Reprinted from Newsletter 113, dated 2004 October

A puzzle: Where was the Swan Inn?

Adrian Pearse

A coin, of a copper or a similar colour metal. A profile of Queen Victoria is embossed on it, facing left. Her hair is tied up. Around the circumference reads “Victoria Queen of Great Brit”, and at the bottom, they year 1853.
The reverse of the same coin. Around its circumference are the words “Swan Inn, Glastonbury”, with the business and town separated by crosses. The centre of the coin is blank.

The illustrations show a token issued in 1853 by the Swan Inn, Glastonbury, but an initial examination of directories of the period has failed to provide additional information.

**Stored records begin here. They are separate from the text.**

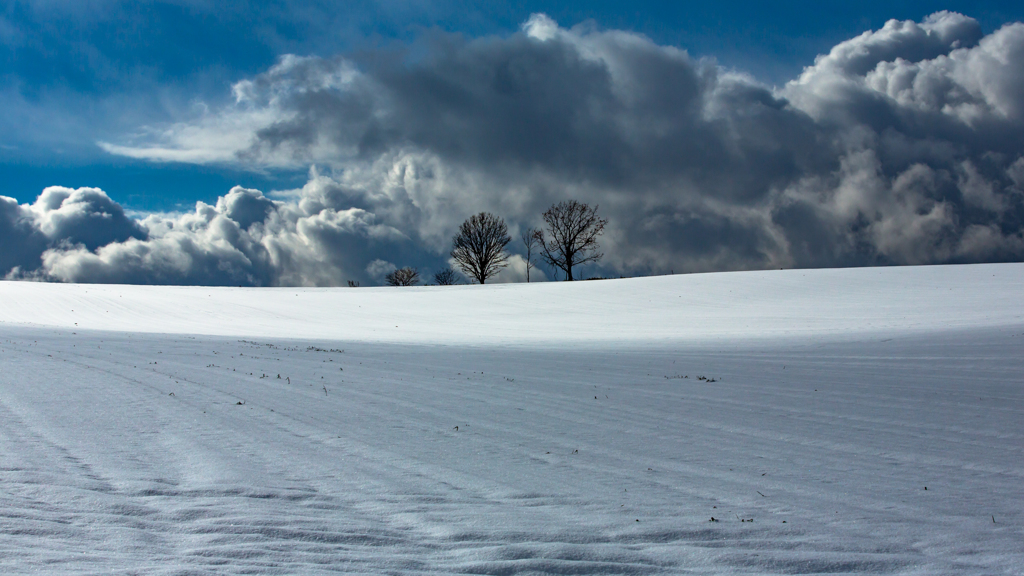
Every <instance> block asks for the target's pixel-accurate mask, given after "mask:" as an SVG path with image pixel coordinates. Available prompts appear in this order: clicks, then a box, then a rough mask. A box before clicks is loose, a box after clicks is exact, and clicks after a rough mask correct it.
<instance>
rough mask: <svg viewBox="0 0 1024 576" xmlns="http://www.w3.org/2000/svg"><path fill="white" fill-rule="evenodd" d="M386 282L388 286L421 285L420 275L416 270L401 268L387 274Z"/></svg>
mask: <svg viewBox="0 0 1024 576" xmlns="http://www.w3.org/2000/svg"><path fill="white" fill-rule="evenodd" d="M384 281H385V282H387V285H388V286H416V285H417V284H419V283H420V273H419V272H417V271H416V269H415V268H409V266H406V268H400V269H398V270H395V271H391V272H389V273H387V276H385V277H384Z"/></svg>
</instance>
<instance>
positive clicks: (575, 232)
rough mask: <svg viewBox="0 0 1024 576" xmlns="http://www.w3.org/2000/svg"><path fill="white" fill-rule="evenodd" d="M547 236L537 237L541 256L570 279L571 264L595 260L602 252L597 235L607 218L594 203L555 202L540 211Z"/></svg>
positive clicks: (592, 261)
mask: <svg viewBox="0 0 1024 576" xmlns="http://www.w3.org/2000/svg"><path fill="white" fill-rule="evenodd" d="M544 221H545V223H546V224H547V225H548V234H549V235H550V236H551V239H550V240H549V239H547V238H543V237H542V241H541V257H542V258H544V260H545V261H546V262H548V263H549V264H551V265H552V266H555V268H557V269H558V270H561V271H562V272H564V273H565V280H568V281H571V280H574V279H573V278H572V268H573V266H580V265H582V264H585V263H588V262H596V261H597V260H599V259H601V256H603V255H604V254H603V253H601V252H599V251H598V248H600V246H598V244H597V237H598V236H600V235H601V234H602V233H603V232H604V225H605V224H607V223H608V220H606V219H604V218H602V217H600V216H598V215H597V206H590V205H589V204H585V203H583V202H578V201H575V200H566V201H563V202H559V203H558V204H555V205H554V206H552V207H551V208H548V210H547V211H545V212H544Z"/></svg>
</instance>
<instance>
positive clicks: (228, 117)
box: [0, 12, 1024, 285]
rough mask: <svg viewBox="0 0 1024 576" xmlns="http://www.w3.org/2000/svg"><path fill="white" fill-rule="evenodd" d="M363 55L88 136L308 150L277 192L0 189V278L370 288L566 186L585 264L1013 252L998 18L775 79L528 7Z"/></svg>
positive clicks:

Hunt’s Directory for 1848 lists in addition to a number of beer retailers the following hostelries: the George Inn, the White Hart, the Glastonbury Arms, the Queen’s Head, and the Rose and Crown in the High Street; the Bell and Red Lion in Magdalene Street; the Lamb Inn in Northload Street; and the Torr House Inn in Chilkwell Street.

Most of these are mentioned in Kelly’s Directory for 1861, with the addition of the Crown, and the 1866 edition adds the Mitre.

Tokens were widely issued by public houses and tradesmen especially in the 17th and 18th centuries to compensate for a shortage of small change and thereby increase the number of transactions. However, by the early 19th century production of low-denomination currency had greatly increased, as seen, for example, in the ubiquitous “cartwheel” penny weighing one ounce, and the need for such tokens declined, though they continued to be produced and, as seen with this example, to the same standard as the national currency.

This token is nine-tenths of an inch in diameter and unusually bears no denomination.